While Qualcomm has made some noise in obtaining a preliminary sales ban against the sale of older Apple iPhone models in China, and possibly a ban against such sales in Germany, we should remind you that the company also is a defendant in a number of suits brought by Apple and the U.S. government. In fact, the FTC v. Qualcomm kicks off on January 4th in front of Judge Lucy Koh.
According to Business Korea (via Foss Patents), major tech firms joined the suit as complainants including Apple, Samsung, Intel, MediaTek, and Huawei. But after Samsung and Qualcomm agreed to cross-license each other's patents earlier this year, Samsung decided to drop out of the suit.In Korea, Qualcomm is also in the hot seat. Two years ago, the Korean Fair Trade Commission (KFTC) fined the chip maker the equivalent of $915 million for patent abuse. Qualcomm refused to accept the ruling, and as a result, a lawsuit was filed.
Having a Korean based tech giant like Samsung drop out of this Korean antitrust action might have been a blow to the KFTC's case. However, another major firm headquartered in Korea has joined the other complainants. LG, in the midst of some troubling negotiations with Qualcomm, has decided to step in for Samsung. Whether LG is doing this to gain leverage in its dealings with Qualcomm isn't clear, but its presence as a major Qualcomm customer based in Korea has to help the KFTC's chances. Don't expect a swift legal decision. Over the last 14 months Qualcomm and the KFTC have met for hearings and interrogations 11 times. A decision isn't expected for a few years.

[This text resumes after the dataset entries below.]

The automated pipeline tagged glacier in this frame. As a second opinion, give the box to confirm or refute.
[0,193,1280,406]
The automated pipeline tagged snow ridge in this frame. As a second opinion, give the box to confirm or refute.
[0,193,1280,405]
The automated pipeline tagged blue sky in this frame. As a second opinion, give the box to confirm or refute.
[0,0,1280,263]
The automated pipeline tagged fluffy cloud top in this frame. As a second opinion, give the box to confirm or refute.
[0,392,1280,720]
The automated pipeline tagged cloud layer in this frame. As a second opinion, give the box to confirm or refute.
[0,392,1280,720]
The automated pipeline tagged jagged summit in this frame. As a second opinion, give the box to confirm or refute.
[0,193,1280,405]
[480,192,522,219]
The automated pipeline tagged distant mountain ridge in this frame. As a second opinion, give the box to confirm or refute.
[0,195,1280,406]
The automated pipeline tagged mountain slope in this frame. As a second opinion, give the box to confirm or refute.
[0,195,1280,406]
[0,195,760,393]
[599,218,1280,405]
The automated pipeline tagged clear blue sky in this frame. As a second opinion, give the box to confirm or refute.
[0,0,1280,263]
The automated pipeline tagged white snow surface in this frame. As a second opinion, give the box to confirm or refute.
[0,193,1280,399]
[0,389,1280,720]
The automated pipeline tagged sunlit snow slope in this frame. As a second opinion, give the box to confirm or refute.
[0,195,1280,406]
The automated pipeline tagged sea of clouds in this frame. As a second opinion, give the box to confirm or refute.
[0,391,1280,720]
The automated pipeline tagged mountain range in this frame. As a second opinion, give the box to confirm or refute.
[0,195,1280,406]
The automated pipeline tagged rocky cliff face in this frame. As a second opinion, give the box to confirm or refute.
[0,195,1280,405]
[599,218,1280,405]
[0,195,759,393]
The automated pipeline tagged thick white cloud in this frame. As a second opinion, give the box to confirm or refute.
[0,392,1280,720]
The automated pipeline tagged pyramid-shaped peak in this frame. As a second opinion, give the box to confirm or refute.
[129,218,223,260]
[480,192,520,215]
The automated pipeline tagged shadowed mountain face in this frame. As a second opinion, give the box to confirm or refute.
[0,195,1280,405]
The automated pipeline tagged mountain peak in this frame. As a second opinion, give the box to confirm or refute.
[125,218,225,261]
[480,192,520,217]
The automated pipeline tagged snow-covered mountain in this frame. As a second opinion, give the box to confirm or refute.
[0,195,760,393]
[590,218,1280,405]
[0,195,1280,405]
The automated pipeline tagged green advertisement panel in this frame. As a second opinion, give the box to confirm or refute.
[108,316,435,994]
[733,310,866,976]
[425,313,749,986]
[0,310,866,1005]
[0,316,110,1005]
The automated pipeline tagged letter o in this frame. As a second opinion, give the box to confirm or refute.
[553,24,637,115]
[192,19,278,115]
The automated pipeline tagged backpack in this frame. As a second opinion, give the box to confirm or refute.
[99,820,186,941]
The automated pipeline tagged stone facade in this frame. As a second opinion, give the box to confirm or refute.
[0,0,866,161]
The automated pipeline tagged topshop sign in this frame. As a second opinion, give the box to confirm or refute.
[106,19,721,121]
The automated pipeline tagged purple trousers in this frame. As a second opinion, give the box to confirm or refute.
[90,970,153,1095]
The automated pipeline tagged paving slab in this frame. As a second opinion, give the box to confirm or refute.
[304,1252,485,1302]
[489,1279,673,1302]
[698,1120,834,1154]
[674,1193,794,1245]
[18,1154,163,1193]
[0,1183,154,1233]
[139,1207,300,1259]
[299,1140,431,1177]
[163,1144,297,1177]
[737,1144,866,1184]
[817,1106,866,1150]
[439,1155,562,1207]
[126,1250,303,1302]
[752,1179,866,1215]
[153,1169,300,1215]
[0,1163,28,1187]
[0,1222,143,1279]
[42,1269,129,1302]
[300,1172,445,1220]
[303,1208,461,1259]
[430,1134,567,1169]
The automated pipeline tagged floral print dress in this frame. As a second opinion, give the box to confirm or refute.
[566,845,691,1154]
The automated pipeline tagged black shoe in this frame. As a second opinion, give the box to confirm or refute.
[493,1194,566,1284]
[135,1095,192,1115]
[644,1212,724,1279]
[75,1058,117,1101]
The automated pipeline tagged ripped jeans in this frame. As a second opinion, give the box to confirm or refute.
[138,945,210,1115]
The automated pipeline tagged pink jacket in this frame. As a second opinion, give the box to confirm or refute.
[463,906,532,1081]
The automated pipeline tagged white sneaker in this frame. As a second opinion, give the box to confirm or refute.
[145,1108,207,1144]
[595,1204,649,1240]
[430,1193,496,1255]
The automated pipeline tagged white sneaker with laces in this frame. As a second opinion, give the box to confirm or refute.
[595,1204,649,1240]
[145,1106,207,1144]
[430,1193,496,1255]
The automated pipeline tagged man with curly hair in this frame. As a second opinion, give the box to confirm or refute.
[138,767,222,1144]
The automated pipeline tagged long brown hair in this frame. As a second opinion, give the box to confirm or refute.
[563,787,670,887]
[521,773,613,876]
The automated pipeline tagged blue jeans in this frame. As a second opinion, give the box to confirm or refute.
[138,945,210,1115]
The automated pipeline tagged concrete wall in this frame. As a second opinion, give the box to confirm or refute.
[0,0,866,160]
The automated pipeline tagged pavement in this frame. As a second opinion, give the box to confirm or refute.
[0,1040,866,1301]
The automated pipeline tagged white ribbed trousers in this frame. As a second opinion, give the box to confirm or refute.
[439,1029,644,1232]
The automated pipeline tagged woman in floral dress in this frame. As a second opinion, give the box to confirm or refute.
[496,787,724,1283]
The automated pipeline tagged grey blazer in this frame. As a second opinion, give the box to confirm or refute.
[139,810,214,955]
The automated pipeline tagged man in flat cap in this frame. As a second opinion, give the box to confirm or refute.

Meanwhile, if we can turn to the proposed German sales ban, there is some news on that front. Before any such ban is imposed, Qualcomm will be required to post a bond or a cash deposit of more than $1.5 billion USD. Thus far, Qualcomm has yet to fork over that amount although the company is expected to hand over the funds later this week. Meanwhile, we do expect Apple to appeal the decision.